Building the AI-Infused University Starts with Smarter Compute Investments
Orchestrating people, process, and compute for an AI-infused future at UGA.
I remember the fall of 2011 clearly. Alan Dorsey was interviewing to become Dean of Franklin College, the University of Georgia’s largest and most academically diverse college. After the usual pleasantries, Alan shifted the conversation toward something deeper: research infrastructure. A physicist by training, he understood the strategic value of high-performance computing and wanted to know how a partnership with my team could advance the college’s research agenda. He got the job and spent the next decade leading the college through substantial research growth and transformation.
When his tenure as Dean ended, Alan joined my organization as Associate CIO for Research, where he led our HPC operations with the same clarity and conviction he brought to Franklin. Now, two years later, he’s returning to the faculty as a Simons Foundation grantee. In today’s Dispatch, I want to reflect on what we learned under Alan’s leadership and where we’re headed next as we build on that foundation.
Why it matters
For a research-intensive university, the promise of becoming truly AI-infused is not an abstract aspiration. It is a practical challenge, and it rests on the strength of the computing infrastructure that underpins the work of our faculty and students. AI models, whether used in genomics, drug discovery, or astronomy, are computationally hungry. They demand GPUs optimized for deep learning, high-throughput storage, robust networking, and the human expertise to make it all work reliably.
That means continual investment, not just in hardware, but in facilities, power, and the staff who can run, maintain, and optimize it. Without that backbone, AI strategies stay stuck on PowerPoint slides instead of producing research breakthroughs.
What’s new
At the University of Georgia, we are strengthening this backbone. I am pleased to share that Dr. Jesse Kissinger will serve as our new Associate Chief Information Officer for Research, supervising operations for our high-performance computing center. Dr. Kissinger is a leading researcher in bioinformatics and has been a persistent, clear-eyed advocate for building research capacity across the university.
Her appointment matters because she brings the faculty perspective directly into my leadership team, which directs all technology operations at UGA. Too often, technology decisions are made without the lived experience of those doing the work. By bridging that gap with our faculty, we ensure our infrastructure plans and other operations are aligned with the real needs of our academic community.
The bigger picture
In the past, universities often equated “research computing” with the central HPC cluster: a powerful shared environment where the largest, most complex jobs could run. That central resource remains critical. But in an AI-driven era, it is no longer the only resource that matters. At UGA, we are pursuing a three-tiered approach:
Desktop powerhouses. Many breakthroughs are happening outside the cluster. In physics, infectious diseases, and other STEM disciplines, researchers are pushing boundaries with advanced desktop workstations. Today, an 80-core GPU-enabled Mac Studio with 512 GB of RAM can be purchased for around $10,000. For many research groups, that’s enough to process massive datasets, run sophisticated simulations, or train targeted AI models, all without queuing for cluster time. This keeps the central HPC available for the heaviest computational loads.

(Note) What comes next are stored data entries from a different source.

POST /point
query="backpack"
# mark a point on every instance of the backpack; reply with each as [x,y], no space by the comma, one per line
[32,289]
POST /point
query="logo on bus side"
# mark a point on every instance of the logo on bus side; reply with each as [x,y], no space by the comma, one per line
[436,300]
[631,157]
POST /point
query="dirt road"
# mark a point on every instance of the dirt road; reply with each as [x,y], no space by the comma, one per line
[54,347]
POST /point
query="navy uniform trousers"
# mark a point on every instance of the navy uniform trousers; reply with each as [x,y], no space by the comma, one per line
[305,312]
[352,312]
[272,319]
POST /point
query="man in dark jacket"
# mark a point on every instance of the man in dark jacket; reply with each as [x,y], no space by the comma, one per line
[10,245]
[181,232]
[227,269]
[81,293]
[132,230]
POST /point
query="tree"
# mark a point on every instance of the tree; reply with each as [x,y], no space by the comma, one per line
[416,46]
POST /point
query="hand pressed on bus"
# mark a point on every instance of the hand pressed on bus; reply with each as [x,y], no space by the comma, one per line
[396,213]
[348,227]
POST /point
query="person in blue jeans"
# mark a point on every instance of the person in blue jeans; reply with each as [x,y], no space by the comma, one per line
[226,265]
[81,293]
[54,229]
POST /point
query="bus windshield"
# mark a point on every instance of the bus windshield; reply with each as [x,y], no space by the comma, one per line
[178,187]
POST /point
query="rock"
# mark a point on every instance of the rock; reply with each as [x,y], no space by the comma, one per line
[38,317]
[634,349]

Cloud elasticity. While on-premises hardware remains more cost-effective for continuous workloads, cloud resources from Microsoft, Amazon, and Oracle can provide overflow capacity. They are especially valuable for short-term spikes in demand, specialized computational needs, or collaborations with external partners who already operate in the cloud. Cloud elasticity ensures researchers don’t have to scale back a project simply because the internal queue is full.
Central HPC. Our Georgia Advanced Computing Resource Center (GACRC) remains the backbone of our research computing portfolio. It is the home for the largest, most resource-intensive projects: climate simulations, exoplanet identification, genomic sequence alignments, and large-scale AI model training. And it benefits from the efficiency of shared investment across disciplines.

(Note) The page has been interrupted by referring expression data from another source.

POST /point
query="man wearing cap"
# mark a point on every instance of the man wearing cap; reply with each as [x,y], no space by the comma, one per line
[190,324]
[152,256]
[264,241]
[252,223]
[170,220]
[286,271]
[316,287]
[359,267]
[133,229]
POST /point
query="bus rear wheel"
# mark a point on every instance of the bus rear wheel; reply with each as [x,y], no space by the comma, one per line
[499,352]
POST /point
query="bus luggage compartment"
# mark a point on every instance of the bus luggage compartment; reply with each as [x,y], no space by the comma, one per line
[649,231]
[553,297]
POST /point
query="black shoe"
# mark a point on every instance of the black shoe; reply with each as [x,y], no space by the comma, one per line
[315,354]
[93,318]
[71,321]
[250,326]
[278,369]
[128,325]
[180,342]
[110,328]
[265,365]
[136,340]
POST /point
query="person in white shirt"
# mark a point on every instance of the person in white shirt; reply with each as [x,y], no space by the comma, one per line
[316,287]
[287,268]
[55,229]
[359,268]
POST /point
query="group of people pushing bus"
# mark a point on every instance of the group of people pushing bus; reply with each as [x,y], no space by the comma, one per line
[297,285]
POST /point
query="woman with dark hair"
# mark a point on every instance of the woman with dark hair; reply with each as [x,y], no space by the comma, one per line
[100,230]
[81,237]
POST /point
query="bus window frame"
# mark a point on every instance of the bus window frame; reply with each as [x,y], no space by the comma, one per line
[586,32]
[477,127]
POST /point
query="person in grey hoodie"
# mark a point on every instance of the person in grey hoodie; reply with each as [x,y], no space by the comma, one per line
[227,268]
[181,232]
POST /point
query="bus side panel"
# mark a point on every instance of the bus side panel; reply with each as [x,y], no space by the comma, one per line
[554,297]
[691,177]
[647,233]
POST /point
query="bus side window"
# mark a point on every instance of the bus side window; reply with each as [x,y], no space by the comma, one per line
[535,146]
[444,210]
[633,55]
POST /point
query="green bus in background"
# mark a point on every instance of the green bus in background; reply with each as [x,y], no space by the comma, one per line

Why this matters for an AI-Infused University
An AI-infused university is one where computational resources are not a bottleneck. It is an environment where a faculty member with a promising idea can get the computing power they need quickly, in the format that makes sense for their work, without navigating a maze of delays or compromises.
That requires not only the right mix of hardware and capacity, but also thoughtful leadership to guide those investments. Dr. Kissinger will oversee operations at the GACRC and work with deans and faculty to make strategic use of all three tiers. The goal is to match the right workload with the right resource and to make sure no research effort is slowed by a lack of access to compute, storage, or expertise.
The final word
AI’s demands on research infrastructure will only grow. Models will get larger, datasets more complex, and collaborations more computationally intensive. By building a balanced portfolio of computing resources and by embedding faculty leadership into the governance of those resources, UGA is taking the steps necessary to remain competitive and innovative in this next chapter of research.
We are fortunate to have Dr. Kissinger in this critical role, and I look forward to working with her as we continue to shape UGA into a truly AI-infused university.


Great points. I am seeing that even smaller institutions need access to HPC to fully participate in AI instruction and research. Given the expense of HPC infrastructure and related support costs, HPC as a shared service might make sense for many universities.